The second episode, “Seen You”, offers a fuller image on the ambitious scope of the show. We see Vanessa’s (Kelly Overton) origins prior to her death coma, and we see her significance as the main character. The biggest difference between the first and second episode is the shift in character attention. The name of the show is Van Helsing, which means Vanessa should be the focus of the show. For most of the first episode, not only is she unconscious, but she is also condescendingly referred to as “Sleeping Beauty.” Meanwhile, this female-led show becomes a vehicle for a man, Axel (Jonathan Scarfe), as he hijacks the narrative and attention from who the focus should really be on.
By the time the first episode truly introduces us to Vanessa, we’re already forced to be invested in Axel, the only character with any development that we have no choice but to cling to if we want to continue watching this show. That cheapens the importance of Vanessa and makes her feel more like his sidekick than the actual lead of this story. It also betrays any anticipation the audience had about the show starting off with a strong, female character. Luckily, this all changes in episode two, when writer Simon Barry is introduced. His experience writing strong, female characters is evident, especially in his previous show, Continuum.
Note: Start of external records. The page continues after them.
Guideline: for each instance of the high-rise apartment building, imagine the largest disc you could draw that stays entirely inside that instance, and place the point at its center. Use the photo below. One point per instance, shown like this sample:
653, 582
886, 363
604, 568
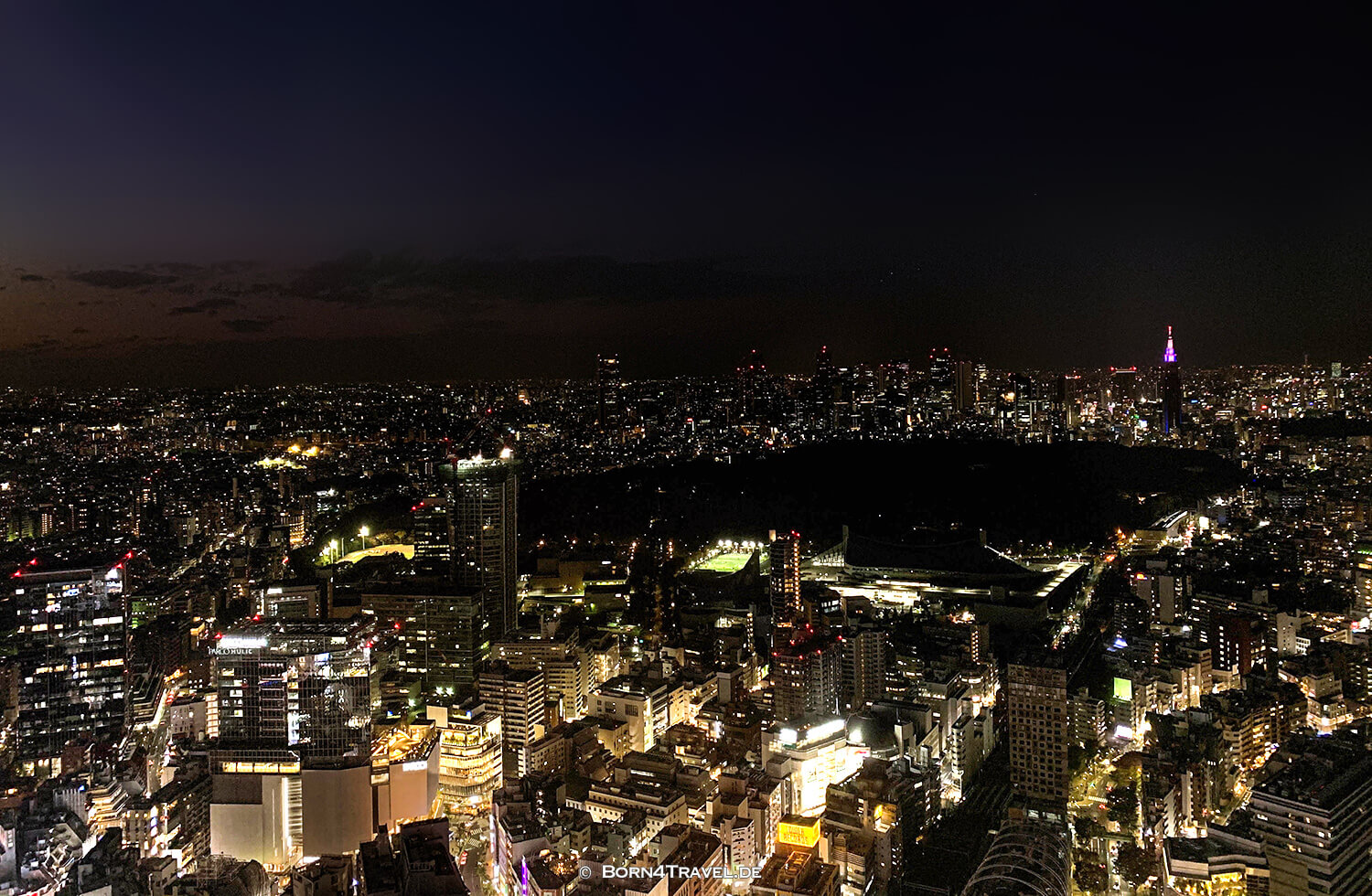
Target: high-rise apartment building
299, 687
1037, 729
784, 556
806, 671
293, 770
608, 392
71, 654
520, 698
483, 508
863, 676
466, 536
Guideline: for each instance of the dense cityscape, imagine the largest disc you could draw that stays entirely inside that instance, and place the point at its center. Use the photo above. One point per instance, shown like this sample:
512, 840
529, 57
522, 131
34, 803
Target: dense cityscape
350, 640
655, 449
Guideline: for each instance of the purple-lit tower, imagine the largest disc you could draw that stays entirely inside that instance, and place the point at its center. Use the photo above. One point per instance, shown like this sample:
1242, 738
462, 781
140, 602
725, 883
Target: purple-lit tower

In this episode, we become emotionally invested in the character right away as we witness tenacity, strength and compassion as a single mother just trying to survive. This is the character we were promised, and Barry delivers. By all respects, this episode should have been the introduction to the series because watching the first episode alone is enough to disinterest the average viewer. The second episode also introduces a better understanding of the world we were thrust into during the first episode. It adds a layer of complexity to what had appeared to be another Walking Dead type, post-apocalyptic survival show on its surface. There are clear-cut villains and a group that Vanessa will likely have to deal with, in line with the type of storytelling her character’s name originates from. This episode was the bait, and I’ll be the first to admit it managed to hook me after very nearly losing my interest entirely.
There is no doubt that this is a SyFy channel show. The undeniable canned visual feel from the many shows that the channel produces has a noticeable characteristic. It has a clean, professional, mid-budget and mass produced quality that clearly marks the show. This isn’t so much a negative comment as it is an observation of the show’s style. Veteran SyFy TV show director Michael Nankin doesn’t do much to help the show stand out visually. He uses the same filming style we have come to expect from a sci-fi/horror show on this network. I’m hoping that changes in the future as the show begins to develop more of its own personality, but the tried-and-true technique will suffice for now.
My hope for Van Helsing is that it continues the energy and ambition of the second episode with the continued chemistry of our two leads (eventually skewing more towards Vanessa) in the first episode. Under the guidance of Simon Barry, who directs and writes a few of their upcoming episodes, this show can awaken from its comatose beginnings and become something exhilarating.